Ölüm, her zaman hayatı geçiyor.
Onun için, “siyasetin hukukun içine elini uzattığından” kuşkulandığımız Deniz Feneri ile ilgili yazmak istediklerimi ertelemek zorunda kalıyorum ister istemez.
Ama bugün hem bir “itirafçının” itiraflarını, hem Adalet Bakanı’nın açıklamalarını, hem de “görevden alınan savcıların” çevresinden yansıyanları geniş biçimde yayımlıyoruz.

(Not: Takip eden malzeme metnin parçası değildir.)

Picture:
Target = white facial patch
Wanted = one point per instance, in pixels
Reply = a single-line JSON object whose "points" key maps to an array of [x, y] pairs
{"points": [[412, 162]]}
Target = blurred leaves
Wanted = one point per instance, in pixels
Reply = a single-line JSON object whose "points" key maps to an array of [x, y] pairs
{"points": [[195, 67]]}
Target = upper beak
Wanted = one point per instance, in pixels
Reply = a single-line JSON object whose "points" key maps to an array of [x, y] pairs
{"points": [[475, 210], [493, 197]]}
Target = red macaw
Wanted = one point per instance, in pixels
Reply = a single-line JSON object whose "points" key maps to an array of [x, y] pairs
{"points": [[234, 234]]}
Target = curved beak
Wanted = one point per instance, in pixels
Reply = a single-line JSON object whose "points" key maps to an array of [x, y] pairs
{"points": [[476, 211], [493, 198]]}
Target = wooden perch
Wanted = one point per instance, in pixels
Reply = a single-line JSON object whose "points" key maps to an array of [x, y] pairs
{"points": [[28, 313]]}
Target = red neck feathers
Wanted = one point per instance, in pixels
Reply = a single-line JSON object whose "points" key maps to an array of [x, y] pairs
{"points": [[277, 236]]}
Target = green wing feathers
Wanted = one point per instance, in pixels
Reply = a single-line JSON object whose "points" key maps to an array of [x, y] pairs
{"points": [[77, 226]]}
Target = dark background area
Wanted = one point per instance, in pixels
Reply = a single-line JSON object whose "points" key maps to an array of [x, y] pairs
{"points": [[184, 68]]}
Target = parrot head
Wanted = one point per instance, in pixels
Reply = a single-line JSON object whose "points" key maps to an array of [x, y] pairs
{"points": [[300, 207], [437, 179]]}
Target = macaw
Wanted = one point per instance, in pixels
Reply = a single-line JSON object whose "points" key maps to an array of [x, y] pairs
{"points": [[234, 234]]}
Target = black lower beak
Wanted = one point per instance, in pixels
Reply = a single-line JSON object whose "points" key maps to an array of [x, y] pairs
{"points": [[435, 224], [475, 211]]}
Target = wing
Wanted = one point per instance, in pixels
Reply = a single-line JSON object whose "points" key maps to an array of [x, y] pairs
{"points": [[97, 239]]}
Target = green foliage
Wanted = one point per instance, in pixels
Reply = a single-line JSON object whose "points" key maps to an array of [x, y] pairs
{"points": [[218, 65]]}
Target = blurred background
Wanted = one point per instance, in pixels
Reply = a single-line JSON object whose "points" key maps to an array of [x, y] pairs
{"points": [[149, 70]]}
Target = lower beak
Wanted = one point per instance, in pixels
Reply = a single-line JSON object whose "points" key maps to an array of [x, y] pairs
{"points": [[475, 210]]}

Bu gazete, bu olaydaki gerçekler ortaya çıkana kadar sayfalarını her görüşe açacaktır, Adalet Bakanı’nın da, HSYK’nın da, savcıların da yaptıkları her açıklama sayfalarda yerini alacaktır, “siyasetin hukuka elini uzatmadığına” ya da “uzatan biri varsa” o bunun hesabını verene kadar bu işin peşinde olacağız.
Şimdi gelelim hayatı ertelememize neden olan o karanlık ve korkunç ölüme.
Önce bizim Genelkurmay’dan başlayalım
PKK’nın Kandil’de “yedi sivil öldürüldü” iddiasını biz sürmanşetten vermiştik, Genelkurmay, “fotoğraflar ve krokilerle” yedi kişinin içinde bombalanarak öldüğü iddia edilen arabanın bulunduğu bölgeye bomba isabet etmediğini kanıtlamıştı, bunun üzerine PKK, “Bombalanan araba aşağıya uçtu onun için onun bulunduğu yerde bomba izi yok, yukarısında var” diyerek bir video yayınladı.
Bunu da gazeteye koyduk.
Genelkurmay, bu iddiayı da geçiştirmedi, demagoji yapmadı, hamasete sapmadı, özel görev verdiği bir uçakla “arabanın vurulduğu söylenen” yerin de resimlerini çektirip bize gönderdi ve “Orada da bomba izi yok, incecik duvar bile sağlam duruyor” dedi.
Şimdi, “parçalanmış yedi kişinin” resimlerini yayınlayan PKK’nın buna bir cevap vermesi gerekiyor.
Arabanın vurulduğu yerin resmini çekip gönderecekler.